KISAH cintanya telah berakhir. Itulah yang ada di kepala Langit. Seperti yang dikatakan, dia memutuskan untuk pergi ke Jerman seminggu lebih cepat. Meninggalkan semua kenangan yang sudah merusak rencana-rencananya. Tidak ada yang bisa dipertahankan dari kisah ini. Kecuali seorang gadis yang mendedikasikan hidup untuknya. Yap, Tania berdiri tak jauh darinya dengan muka manyun.
Pagi ini gadis itu sengaja bangun pagi-pagi. Membantunya mengangkat koper dan tentu saja seperti saat ini, Tania sibuk mengecek semua kebutuhannya. Memastikan semuanya baik-baik saja bersama dengan Kak Feline.
"Lo butuh kopi nggak sebelum berangkat?" tawar Tania.
Langit hanya memberikan senyum kepada Tania. Dia tahu Tania ingin bicara walau sebentar sebelum ia meninggalkan kota ini.

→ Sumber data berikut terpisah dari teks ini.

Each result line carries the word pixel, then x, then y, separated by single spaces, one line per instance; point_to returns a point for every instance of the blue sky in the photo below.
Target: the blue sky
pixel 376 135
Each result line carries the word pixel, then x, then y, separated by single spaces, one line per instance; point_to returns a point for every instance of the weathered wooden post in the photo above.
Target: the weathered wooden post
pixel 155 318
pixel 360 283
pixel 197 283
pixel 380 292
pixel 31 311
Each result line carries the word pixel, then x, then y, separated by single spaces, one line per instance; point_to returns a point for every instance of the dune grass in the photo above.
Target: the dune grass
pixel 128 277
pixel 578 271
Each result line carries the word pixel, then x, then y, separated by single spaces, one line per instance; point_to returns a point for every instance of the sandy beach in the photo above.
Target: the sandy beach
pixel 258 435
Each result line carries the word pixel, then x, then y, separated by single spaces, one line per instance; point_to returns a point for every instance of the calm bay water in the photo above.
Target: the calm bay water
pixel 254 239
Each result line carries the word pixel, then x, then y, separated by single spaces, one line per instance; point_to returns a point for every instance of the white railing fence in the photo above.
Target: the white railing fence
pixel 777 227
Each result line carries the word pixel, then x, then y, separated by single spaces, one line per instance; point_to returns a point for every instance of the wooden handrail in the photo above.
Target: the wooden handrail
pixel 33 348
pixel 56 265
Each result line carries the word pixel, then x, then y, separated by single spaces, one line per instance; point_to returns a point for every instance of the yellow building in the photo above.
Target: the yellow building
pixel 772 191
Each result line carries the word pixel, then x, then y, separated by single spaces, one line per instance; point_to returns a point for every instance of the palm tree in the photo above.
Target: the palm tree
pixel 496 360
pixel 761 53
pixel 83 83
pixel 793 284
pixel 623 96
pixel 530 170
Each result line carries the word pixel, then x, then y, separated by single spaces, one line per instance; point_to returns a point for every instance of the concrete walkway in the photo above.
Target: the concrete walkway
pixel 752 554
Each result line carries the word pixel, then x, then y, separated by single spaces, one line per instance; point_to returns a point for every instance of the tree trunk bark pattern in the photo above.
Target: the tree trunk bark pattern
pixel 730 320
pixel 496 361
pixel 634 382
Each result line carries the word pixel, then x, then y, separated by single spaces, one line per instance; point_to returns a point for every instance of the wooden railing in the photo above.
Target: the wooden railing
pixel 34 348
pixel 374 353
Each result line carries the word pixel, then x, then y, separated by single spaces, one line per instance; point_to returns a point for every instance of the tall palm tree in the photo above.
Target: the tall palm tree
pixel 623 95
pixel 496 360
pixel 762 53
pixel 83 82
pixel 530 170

"Lang," panggil Tania begitu duduk di cafe. Mereka hanya berdua. "Kenapa buru-buru banget sih, Lang. Lo nggak kasihan ama gue?" tanya Tania sedikit merendahkan suaranya. Berharap Langit mendengarkan semua keluhannya hari ini.
Langit sekilas menoleh. "Nanti juga bakalan pergi, Ta," gumannya dengan suara parau.
"Tapi nggak secepet ini juga."
"Nggak perlu kesel gitu mukanya," ucap Langit setengah tertawa.
"Gue tahu kalau gue nggak sepenting Senja. Lo nggak bakal ngabulin permintaan gue untuk tetep stay selama seminggu buat gue." Tania sedikit menunduk ketika mengatakannya. Justru Langit menggenggam tangannya hingga tatapan keduanya saling bertemu.
"TAA, dengerin aku..."
"Bener kan?"
Langit lebih erat menggenggam tangan Tania. "Itu sebabnya jangan pernah suka ama gue. Gue nggak bisa berikan harapan yang lebih dari ini."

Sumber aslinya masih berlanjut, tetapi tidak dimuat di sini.